Right this very moment, I sit. I sit on my couch in my apartment, and I watch TV. It’s been a great quarter.
This morning, I registered for Practice Court. I registered, and so it’s now registering with me how full-circle the Baylor Law School experience is coming.
There are some exciting things on tap for this year. But, a lot stands between me and those goals and milestones. I probably shouldn’t be looking at it that way. I should even savor this time that’s sure to stretch and stress me. Odds are that I won’t–that I’ll grow complacent even when I’m in constant motion. I hope to understand that life isn’t all about moving forward. Sometimes it’s about the striving in the day at hand as opposed to constantly looking toward milestones. My point to myself is that it’s not an all or nothing approach. I must actively understand that life is best when viewed in terms of future, past, and present together–not one to the exclusion of the others.
I have been lavished with blessing in 2009. I look back to those good things, and I look forward. I also look to the essence of each day as it unfolds. Right now, the circumstances are perfect for the triune view. The weather is cold, my abode is warm and I’m fresh with holiday cheer that comes from spending time with friends and family. As the weather outside registers a higher temperature, indicating a new season, I arise to new tasks and new challenges. I am truly excited. I’m positive that there are many things that I won’t enjoy, but I sincerely hope that with the pain and sleeplessness I become a better person. That means that I hope I come out on the other side more determined to be balanced and to excel professionally. I hope all the sweat and blood truly yields a better, more competent person.

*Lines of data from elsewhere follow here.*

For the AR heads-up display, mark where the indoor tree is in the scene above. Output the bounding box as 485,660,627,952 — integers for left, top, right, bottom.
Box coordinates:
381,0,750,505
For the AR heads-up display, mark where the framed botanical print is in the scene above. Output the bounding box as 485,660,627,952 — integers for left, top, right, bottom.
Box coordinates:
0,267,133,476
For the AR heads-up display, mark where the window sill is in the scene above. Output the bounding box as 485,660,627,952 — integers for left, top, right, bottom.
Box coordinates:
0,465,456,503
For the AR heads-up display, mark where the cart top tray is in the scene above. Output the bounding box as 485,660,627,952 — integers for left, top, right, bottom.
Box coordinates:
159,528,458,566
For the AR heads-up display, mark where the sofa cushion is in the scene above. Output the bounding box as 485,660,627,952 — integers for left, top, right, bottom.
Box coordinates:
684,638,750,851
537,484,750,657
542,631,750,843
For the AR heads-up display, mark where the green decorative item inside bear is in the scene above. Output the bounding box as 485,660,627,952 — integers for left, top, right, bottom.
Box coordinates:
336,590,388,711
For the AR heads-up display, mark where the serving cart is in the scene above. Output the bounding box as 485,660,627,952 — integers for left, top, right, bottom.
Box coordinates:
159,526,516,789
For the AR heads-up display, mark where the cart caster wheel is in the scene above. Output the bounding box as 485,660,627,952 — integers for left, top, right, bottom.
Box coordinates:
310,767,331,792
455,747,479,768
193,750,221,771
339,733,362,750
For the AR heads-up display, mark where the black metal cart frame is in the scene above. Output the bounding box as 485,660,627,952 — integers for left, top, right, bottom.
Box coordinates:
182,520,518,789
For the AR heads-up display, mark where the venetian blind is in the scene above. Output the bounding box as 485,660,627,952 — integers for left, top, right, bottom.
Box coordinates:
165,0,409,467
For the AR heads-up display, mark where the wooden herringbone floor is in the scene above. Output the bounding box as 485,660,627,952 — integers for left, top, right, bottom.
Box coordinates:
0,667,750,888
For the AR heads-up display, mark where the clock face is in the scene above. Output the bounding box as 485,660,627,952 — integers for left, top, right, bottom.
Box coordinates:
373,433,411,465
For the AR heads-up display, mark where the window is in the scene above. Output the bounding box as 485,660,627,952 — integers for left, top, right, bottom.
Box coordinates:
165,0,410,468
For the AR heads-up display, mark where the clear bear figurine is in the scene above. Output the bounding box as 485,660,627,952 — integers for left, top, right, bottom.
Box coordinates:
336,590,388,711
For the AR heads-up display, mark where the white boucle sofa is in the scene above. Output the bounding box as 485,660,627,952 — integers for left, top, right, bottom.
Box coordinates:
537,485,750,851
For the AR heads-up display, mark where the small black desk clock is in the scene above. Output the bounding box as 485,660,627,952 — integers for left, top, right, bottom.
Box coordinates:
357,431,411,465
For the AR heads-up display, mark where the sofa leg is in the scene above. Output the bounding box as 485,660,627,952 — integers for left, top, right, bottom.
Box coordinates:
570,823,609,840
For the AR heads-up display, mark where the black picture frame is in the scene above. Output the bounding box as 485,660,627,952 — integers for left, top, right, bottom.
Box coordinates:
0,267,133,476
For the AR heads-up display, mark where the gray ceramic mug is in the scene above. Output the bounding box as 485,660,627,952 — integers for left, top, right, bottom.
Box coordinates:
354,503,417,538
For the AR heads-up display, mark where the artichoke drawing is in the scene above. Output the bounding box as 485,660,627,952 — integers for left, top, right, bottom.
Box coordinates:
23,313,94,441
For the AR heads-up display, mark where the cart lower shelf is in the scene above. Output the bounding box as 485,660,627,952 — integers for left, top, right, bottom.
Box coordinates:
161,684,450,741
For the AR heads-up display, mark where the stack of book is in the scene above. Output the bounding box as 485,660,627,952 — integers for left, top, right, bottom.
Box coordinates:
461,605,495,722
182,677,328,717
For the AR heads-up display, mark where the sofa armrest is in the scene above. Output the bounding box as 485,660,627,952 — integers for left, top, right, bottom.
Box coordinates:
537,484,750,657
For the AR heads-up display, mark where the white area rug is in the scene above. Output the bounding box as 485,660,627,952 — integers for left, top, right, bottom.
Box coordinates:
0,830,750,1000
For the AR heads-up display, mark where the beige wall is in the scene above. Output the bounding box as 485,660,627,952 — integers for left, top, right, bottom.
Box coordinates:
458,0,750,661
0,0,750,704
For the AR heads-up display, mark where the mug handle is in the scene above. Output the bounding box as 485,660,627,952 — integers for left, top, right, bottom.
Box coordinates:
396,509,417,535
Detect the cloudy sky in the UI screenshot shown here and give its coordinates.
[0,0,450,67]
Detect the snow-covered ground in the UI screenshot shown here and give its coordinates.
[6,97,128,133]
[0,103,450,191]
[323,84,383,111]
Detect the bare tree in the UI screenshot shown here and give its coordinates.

As it stands, I will proceed as though it will. However, if it registers that the events of the coming months are just some sort of unbelievable exercise in a twisted game, I’m prepared to tackle that at its face value. Either way, I hope that I keep the most positive outlook possible. As the recurring optimist in me thinks, I should weather life’s storms better if only I keep an agreeable view of things. It’s an active choice I intend to make as often as I remember to do so. May it be often.
[Photo is in the heart of Santa Fe from my weekend trip in Summer 2009.]